Il nuovo CAD si basa su due principi: da una parte l'effettività della riforma (si introducono misure premiali e sanzionatorie favorendo, da una parte, le amministrazioni virtuose e sanzionando, dall'altra, le amministrazioni inadempienti), dall'altra gli incentivi all'innovazione della PA (dalla razionalizzazione della propria organizzazione e dall'informatizzazione dei procedimenti, le pubbliche amministrazioni ricaveranno dei risparmi che potranno utilizzare per il finanziamento di progetti di innovazione e per l'incentivazione del personale in essi coinvolto).
Nei prossimi mesi, famiglie e imprese potranno colloquiare attraverso computer e internet con tutte le amministrazioni locali e centrali.
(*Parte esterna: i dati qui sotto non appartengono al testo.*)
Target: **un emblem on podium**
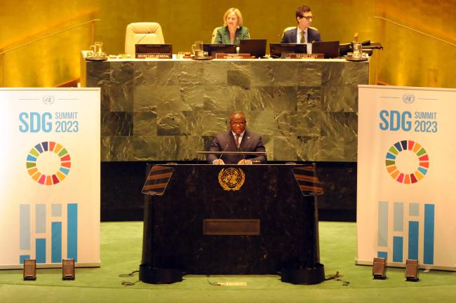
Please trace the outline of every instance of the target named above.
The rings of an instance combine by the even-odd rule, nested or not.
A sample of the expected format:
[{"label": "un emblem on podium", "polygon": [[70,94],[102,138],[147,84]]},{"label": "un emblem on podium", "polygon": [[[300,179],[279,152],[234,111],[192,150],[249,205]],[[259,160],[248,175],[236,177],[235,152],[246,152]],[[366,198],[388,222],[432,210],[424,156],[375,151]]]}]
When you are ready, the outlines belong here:
[{"label": "un emblem on podium", "polygon": [[241,168],[222,168],[218,173],[218,182],[223,190],[239,190],[246,180],[246,174]]}]

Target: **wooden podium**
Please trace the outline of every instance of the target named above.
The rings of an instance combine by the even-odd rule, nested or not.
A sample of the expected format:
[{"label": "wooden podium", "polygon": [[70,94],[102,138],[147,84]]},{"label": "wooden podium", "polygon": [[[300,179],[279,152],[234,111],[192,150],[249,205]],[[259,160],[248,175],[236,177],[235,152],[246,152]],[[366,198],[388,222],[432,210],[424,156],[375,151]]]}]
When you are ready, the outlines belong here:
[{"label": "wooden podium", "polygon": [[312,166],[153,166],[143,189],[140,280],[281,274],[284,282],[322,282],[311,195],[318,186]]}]

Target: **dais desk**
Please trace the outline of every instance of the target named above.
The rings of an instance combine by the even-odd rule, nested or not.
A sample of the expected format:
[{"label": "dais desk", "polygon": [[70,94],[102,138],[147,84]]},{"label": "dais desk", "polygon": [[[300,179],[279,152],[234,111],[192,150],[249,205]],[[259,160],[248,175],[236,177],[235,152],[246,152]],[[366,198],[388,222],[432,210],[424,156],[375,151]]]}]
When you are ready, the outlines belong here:
[{"label": "dais desk", "polygon": [[356,161],[368,62],[81,57],[81,65],[83,86],[102,88],[102,161],[194,159],[241,110],[268,159]]}]

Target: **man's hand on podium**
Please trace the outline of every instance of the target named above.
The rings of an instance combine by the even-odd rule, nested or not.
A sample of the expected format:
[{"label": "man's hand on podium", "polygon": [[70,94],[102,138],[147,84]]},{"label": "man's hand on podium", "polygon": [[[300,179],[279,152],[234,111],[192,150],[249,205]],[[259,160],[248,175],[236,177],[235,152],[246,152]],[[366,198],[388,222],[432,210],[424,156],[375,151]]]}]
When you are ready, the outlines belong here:
[{"label": "man's hand on podium", "polygon": [[248,159],[241,159],[238,162],[238,164],[241,165],[250,165],[252,164],[252,161]]}]

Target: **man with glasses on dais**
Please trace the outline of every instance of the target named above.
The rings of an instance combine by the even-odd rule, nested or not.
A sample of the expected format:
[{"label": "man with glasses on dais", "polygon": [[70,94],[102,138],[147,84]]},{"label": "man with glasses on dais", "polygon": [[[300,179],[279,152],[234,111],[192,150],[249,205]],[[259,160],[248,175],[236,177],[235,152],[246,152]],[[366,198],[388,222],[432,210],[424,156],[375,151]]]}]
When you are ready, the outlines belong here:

Il ministero ha dettato le prossime scadenze:
- entro i prossimi 3 mesi le Pubbliche Amministrazioni utilizzeranno la Posta Elettronica Certificata o altre soluzioni tecnologiche equivalenti per tutte le comunicazioni che richiedono una ricevuta di ritorno ai soggetti che preventivamente hanno dichiarato il proprio indirizzo elettronico;
- entro i prossimi 4 mesi le amministrazioni individueranno un unico ufficio responsabile dell'attività ICT;
- entro i prossimi 6 mesi le Pubbliche Amministrazioni centrali pubblicheranno sui propri siti istituzionali i bandi di concorso;
- entro i prossimi 12 mesi saranno emanate regole tecniche che consentiranno di dare piena validità alle copie cartacee e, soprattutto, a quelle digitali dei documenti informatici, dando così piena effettività al processo di de materializzazione dei documenti della PA. Inoltre le Pubbliche Amministrazioni non potranno richiedere l'uso di moduli e formulari che non siano stati pubblicati sui propri siti istituzionali. Il cittadino fornirà poi una sola volta i propri dati alla Pubblica Amministrazione: sarà onere delle amministrazioni (in possesso dei dati) assicurare - tramite convenzioni - l'accessibilità delle informazioni alle altre PA richiedenti;
- entro i prossimi 15 mesi le Pubbliche Amministrazioni predisporranno appositi piani di emergenza idonei ad assicurare, in caso di eventi disastrosi, la continuità delle operazioni indispensabili a fornire i servizi e il ritorno alla normale operatività.